The world has been witnessing a steady increase in cyber-attacks against all sectors. Aviation has been no exception, being characterized by its extensive interconnectivity and complexity, its high level of media exposure, and its critical role in the socio-economic development of States.
Over the years, and in line with the continuous growth of demand for air transport, the civil aviation sector went through several digital transformations aimed at leveraging the power of technology to enhance the sector's efficiency and capacity. This allowed it to sustain fast growth rates while remaining safe and secure. However, these digital advances exposed the sector to cybersecurity threats across all stakeholders, where a successful cyber-attack might have negative impacts on financials, reputations, continuity of services, and even on the safety and security of people and facilities.

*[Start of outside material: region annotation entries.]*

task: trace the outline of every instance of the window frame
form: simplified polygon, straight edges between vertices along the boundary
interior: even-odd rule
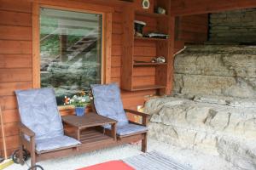
[[[102,14],[102,71],[101,83],[111,82],[111,51],[112,51],[112,15],[113,9],[110,7],[81,3],[47,2],[32,3],[32,88],[41,88],[40,77],[40,8],[67,10],[89,14]],[[67,5],[68,7],[65,7]]]

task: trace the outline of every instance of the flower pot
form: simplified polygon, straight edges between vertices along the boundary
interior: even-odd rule
[[[85,107],[76,107],[76,116],[82,116],[84,115]]]

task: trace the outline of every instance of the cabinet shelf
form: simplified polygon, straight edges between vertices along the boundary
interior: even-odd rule
[[[168,18],[167,14],[160,14],[157,13],[147,13],[147,12],[141,12],[141,11],[136,11],[135,14],[137,15],[143,15],[143,16],[148,16],[148,17],[154,17],[154,18]]]
[[[166,65],[166,63],[134,63],[133,66],[159,66],[159,65]]]
[[[135,86],[132,88],[131,91],[160,89],[160,88],[166,88],[165,86],[160,86],[160,85]]]
[[[155,38],[155,37],[134,37],[135,40],[143,40],[143,41],[160,41],[160,42],[165,42],[168,41],[168,38],[164,39],[164,38]]]

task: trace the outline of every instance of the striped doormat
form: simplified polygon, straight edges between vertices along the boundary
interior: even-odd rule
[[[123,160],[137,170],[192,170],[157,151],[141,154]]]

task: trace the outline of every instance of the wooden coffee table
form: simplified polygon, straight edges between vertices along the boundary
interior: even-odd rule
[[[84,144],[93,143],[106,143],[116,141],[117,121],[96,113],[87,113],[83,116],[74,115],[61,116],[62,122],[75,128],[75,134],[73,134],[79,141]],[[111,135],[105,134],[105,131],[98,130],[103,125],[111,125]]]

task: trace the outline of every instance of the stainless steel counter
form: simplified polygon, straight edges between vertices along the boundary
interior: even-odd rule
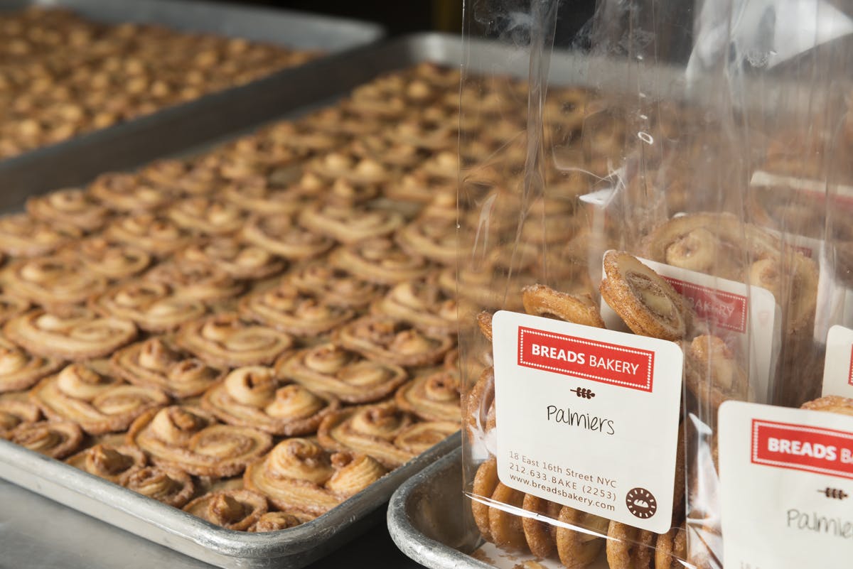
[[[385,509],[361,537],[310,567],[422,569],[388,537]],[[214,569],[0,480],[0,569]]]

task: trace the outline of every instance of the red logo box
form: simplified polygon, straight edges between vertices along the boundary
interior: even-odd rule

The civil aviation sector is global by nature, and so is the interaction of systems and data flows that transcend national borders and individual organizations. As such, holistically addressing cyber threats and risks against civil aviation must build on a global framework that is founded on cooperation and collaboration between States and all concerned stakeholders.
Therefore, the International Civil Aviation Organization (ICAO) is the ideal forum for the international air transport community to develop international cooperation so that efforts to address aviation cybersecurity are consistent, harmonized, inclusive of all aviation domains, and in line with international civil aviation priorities.
ICAO's work on aviation cybersecurity began in the 2000's. As the civil aviation sector's reliance on technology increased over time, ICAO initiatives and discussions also evolved to cover the whole air transport sector.
In that regard, ICAO's work on aviation cybersecurity is comprehensive and complex. It includes:
- Developing Standards and Recommended Practices (SARPs) (Standard 4.9.1 and Recommended Practice 4.9.2 in Annex 17 – Aviation Security to the Convention on International Civil Aviation (the Chicago Convention));
- Developing procedures and guidance material;
- Ensuring the international air law framework is adequate to address cyber-attacks against civil aviation;
- Raising awareness in different fora on the importance of addressing cybersecurity in civil aviation;
- Supporting aviation cybersecurity discussions on the national, regional, and global levels; and
- Developing aviation cybersecurity capacity building and implementation support initiatives for States and the wider aviation community.
The importance of addressing cybersecurity in civil aviation was further highlighted by the adoption of three ICAO Assembly resolutions: Resolution A39-19 – Addressing Cybersecurity in Civil Aviation of 2016, superseded in 2019 by Resolution A40-10 – Addressing Cybersecurity in Civil Aviation, and in 2022 by Resolution A41-19 – Addressing Cybersecurity in Civil Aviation.
The Resolutions include important clauses that, among others, recognize the interconnection between aviation cybersecurity with aviation safety, security, and efficiency. The past three ICAO Assemblies called for important issues to be addressed to ensure a cross-cutting, holistic approach to aviation cybersecurity on the national and international levels, including a focus on governance, collaboration, and cooperation in addressing this topic. The 41st ICAO Assembly continued to urge States to adopt and implement the Beijing Convention 2010 (Convention on the Suppression of Unlawful Acts Relating to International Civil Aviation) and the Beijing Protocol 2010 (Protocol Supplementary to the Convention for the Suppression of Unlawful Seizure of Aircraft) as means for dealing with cyber-attacks against civil aviation.